It was founded as the town of Wyke on Hull in the late 12th century by Meaux Abbey monks, who used it as the place from which they could export their wool. The town quickly grew to be a market town, trading centre, military supply, and fishing and whaling port. Originally part of a somewhat remote part of the hamlet of Myton, which is in Wyke. In 1299, the town was renamed Kings-town upon Hull.

William Wilberforce, a British philanthropist and politician came to be known as an abolitionist and became the leader of a movement to abolish the slave trade entirely, was born in Kingston upon Hull in 1759.
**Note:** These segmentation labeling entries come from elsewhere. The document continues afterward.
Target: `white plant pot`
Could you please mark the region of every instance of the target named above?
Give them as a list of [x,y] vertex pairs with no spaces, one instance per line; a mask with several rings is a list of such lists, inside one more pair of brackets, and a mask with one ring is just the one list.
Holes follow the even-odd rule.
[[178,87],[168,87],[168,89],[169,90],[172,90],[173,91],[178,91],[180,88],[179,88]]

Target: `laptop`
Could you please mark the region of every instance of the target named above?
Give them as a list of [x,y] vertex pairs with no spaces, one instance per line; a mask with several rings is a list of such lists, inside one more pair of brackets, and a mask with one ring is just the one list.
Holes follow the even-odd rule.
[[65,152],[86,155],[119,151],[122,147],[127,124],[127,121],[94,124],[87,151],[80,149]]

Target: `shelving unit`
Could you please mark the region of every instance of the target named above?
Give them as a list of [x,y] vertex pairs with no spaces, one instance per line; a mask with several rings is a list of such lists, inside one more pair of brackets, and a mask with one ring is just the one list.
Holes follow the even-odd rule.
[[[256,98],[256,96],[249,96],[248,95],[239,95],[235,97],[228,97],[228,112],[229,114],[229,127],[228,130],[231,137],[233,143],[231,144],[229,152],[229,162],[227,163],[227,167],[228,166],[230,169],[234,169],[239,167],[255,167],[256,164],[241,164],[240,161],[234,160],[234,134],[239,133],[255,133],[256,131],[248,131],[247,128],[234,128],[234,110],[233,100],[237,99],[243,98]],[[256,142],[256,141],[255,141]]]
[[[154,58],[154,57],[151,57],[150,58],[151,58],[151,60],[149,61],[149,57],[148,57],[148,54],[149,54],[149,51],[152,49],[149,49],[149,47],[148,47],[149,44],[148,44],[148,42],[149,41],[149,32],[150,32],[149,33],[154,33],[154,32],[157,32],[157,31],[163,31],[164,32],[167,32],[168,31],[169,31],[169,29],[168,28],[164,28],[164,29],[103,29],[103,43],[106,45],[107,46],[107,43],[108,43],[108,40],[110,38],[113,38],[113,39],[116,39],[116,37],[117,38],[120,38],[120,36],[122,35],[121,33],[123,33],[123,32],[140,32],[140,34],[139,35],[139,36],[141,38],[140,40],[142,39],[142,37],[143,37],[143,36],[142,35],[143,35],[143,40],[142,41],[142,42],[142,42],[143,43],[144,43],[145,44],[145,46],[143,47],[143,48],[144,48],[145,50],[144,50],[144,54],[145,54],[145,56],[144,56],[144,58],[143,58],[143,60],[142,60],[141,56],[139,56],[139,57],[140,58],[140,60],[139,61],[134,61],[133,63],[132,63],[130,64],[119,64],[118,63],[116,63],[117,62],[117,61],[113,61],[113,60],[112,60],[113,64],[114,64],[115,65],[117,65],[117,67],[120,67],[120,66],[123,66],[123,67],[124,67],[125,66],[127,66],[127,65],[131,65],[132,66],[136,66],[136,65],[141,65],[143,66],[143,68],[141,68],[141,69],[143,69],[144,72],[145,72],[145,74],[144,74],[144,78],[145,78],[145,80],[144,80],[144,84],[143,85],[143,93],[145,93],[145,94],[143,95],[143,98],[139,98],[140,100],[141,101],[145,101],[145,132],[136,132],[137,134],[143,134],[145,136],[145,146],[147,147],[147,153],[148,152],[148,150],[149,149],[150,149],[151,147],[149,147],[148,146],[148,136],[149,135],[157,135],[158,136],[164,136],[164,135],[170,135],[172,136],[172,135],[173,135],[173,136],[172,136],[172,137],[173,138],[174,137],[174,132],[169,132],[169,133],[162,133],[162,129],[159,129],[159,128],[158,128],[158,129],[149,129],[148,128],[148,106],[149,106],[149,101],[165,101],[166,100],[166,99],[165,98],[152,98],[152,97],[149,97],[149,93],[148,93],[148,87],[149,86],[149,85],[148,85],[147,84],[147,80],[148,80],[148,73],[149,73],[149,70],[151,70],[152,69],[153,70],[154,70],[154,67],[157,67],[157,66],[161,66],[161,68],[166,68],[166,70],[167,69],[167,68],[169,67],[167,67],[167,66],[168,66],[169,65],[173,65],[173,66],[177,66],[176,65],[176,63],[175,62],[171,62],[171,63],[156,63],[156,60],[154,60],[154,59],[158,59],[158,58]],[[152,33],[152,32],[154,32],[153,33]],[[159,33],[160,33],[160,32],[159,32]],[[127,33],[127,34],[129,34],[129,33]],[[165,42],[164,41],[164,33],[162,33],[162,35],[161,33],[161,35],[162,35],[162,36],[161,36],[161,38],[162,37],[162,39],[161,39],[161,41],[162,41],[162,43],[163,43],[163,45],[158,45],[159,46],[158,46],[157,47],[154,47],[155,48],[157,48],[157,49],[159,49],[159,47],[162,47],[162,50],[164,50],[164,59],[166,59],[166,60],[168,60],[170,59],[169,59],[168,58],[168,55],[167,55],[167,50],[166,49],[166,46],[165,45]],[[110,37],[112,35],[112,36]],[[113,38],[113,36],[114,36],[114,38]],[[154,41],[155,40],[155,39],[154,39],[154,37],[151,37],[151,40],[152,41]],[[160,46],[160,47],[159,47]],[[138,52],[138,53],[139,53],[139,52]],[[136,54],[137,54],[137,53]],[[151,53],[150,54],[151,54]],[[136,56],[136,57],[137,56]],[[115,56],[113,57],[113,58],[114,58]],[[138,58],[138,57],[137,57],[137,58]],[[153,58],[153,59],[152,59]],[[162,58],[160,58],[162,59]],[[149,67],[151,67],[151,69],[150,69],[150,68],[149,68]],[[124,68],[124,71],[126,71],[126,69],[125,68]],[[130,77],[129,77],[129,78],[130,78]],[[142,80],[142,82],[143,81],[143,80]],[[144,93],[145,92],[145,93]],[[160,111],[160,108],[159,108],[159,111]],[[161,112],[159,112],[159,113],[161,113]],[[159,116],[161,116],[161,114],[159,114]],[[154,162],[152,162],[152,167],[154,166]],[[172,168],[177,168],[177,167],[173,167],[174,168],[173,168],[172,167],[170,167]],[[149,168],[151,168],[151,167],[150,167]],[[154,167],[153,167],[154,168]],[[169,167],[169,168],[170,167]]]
He became a Member of Parliament in 1784 and an evangelical Christian in 1785. The latter brought about a change in his lifestyle and principles as he came to believe that slavery was wrong. He dedicated his life after that to reform, particularly with the death of human slavery.

Wilberforce spent more than twenty years trying to pass a law to obtain that goal, and the British Slave Act of 1807 became law. That law, while it was crucial, did not make slavery illegal. It made it illegal for a ship captain to transport people to a place where they would be enslaved. The fine for these captains was up to 100 pounds per slave found onboard his ship.

Wilberforce died in 1833, three days after he got the news that the Slavery Abolition Act of 1833, which once and for all abolished slavery in the British Empire, was assured to become law.

He also founded the Society for the Prevention of Cruelty to Animals.

Beginning in the summer of 1940, the German Luftwaffe conducted bombing campaigns which were specifically targeted Hull. In all, between 19 June 1940 and the end of the war in 1945, approximately 1,200 souls were lost in Hull due to bombing. Additionally, 38,000 children were evacuated to parts of the country.

The city was rebuilt after the War, and prosperity marched right into the city with an economic boom in the early 21st Century, prior to the 2007-2008 recession with the influx of new commercial and retail construction as well as new housing.